A free open weekend will give visitors a chance to see inside Bury St Edmunds Guildhall, the town's newest newest attraction.

In a town famed for its historic buildings, the Guildhall rightly takes its place among the most fascinating.

Dating back to 1279, it is the oldest continuously-used building in Britain and proudly boasts a World War Two Royal Observer Corps Control Centre – the only surviving room of its kind in the world. 

A new-look and vibrant Bury St Edmunds Guildhall heritage centre prepares to bring 900 years of history to life when it unveils its stunning restoration project this weekend (Saturday 14th July and Sunday 15th July).

A free to the public open weekend will give visitors and the community a taste of what’s to come in Bury St Edmunds' newest visitor attraction. It will also act as a celebration of what has been achieved and a thank you to everyone who has supported the project.

The weekend will have something for all the family. Travel through time and interact with costumed interpreters. Meet Regency gentry, benefactor Jankyn Smyth, World War II Royal Observer Corps, hear music from baroque to swing, taste and prepare Tudor foods and relax with tea and cake in our pop-up cafe or a cool Pimms and strawberries and cream in our beautiful enclosed gardens.

World War Two Royal Observer Corps Control Centre – the only surviving room of its kind in the world


The £2 million restoration was driven by the Bury St Edmunds Heritage Trust with generous grants coming from the Heritage Lottery Fund, Historic England, anonymous private donors and local organisations such as the Bury Society.

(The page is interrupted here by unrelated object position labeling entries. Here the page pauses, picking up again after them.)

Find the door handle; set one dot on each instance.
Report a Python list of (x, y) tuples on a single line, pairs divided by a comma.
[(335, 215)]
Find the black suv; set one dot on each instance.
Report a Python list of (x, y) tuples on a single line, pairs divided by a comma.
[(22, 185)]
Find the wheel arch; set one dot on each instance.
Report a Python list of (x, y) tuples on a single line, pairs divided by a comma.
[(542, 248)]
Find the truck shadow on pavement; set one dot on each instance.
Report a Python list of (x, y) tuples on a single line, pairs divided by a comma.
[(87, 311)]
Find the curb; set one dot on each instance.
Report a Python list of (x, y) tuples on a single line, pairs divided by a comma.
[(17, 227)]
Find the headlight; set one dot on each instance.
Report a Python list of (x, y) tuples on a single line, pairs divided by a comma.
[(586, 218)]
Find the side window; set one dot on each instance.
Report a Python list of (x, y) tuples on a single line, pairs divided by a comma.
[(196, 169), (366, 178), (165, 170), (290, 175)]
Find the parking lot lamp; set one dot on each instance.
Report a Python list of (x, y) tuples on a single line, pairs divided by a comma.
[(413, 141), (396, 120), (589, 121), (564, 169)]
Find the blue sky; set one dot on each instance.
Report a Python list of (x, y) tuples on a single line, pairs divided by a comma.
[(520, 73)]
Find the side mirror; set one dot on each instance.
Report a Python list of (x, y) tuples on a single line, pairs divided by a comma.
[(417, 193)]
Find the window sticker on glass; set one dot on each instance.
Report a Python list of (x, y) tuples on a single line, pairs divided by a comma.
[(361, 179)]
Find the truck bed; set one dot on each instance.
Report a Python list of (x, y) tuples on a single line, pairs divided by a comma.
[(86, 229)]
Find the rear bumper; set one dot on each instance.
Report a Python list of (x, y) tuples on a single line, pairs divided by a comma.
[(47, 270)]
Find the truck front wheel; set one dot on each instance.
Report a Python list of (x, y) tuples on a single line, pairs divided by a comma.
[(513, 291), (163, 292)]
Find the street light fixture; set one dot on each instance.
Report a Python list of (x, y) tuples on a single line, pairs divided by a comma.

The first phase of the restoration work concentrated on the roof and one of the many great discoveries was that the roof timbers on the existing building dated back to the late 14th century – some 100 years earlier than previously thought. 

Intriguing finds, as well as obstacles attached with restoring such a historic building, appeared around every corner. Sometimes it was both – including the uncovering of a 20ft well in the Tudor kitchen courtyard in exactly the same position that had been identified for a proposed disabled lift.

The Court Room at Bury St Edmunds Guildhall


Amongst the finds was an early example of recycling in the form of a 14th century oak lintel with finely carved mouldings, assumed to be from another building and now supporting part of the old floor, and a 16th century chimney breast.

Back to the present day, the Guildhall tentatively began opening its doors with a successful drama evening held in April before interactive displays arrived inside and a sensory garden developed outside. 

At the same time, groups of dedicated and committed volunteers were taking shape to get ready to ‘meet and greet’ visitors, make costumes and form a crucial part of the learning team ahead of the opening weekend. Their commitment to the project saw them receive special recognition from the High Sheriff of Suffolk. 

A new-look and vibrant Guildhall heritage centre prepares to bring 900 years of history to life when it unveils its stunning restoration project this weekend


They hosted their biggest pre-opening event last week when the traditional cake and ale ceremony was held to commemorate the death of Jankyn Smyth, benefactor of the town, who made a bequest to support poor in the community and assist with payment of taxes to the Abbey. His example led to others bequeathing money to the Candlemas Guild which later became the Guildhall Feoffment Trust. 

Following next weekend’s open days, a programme of events around the summer holidays has been planned.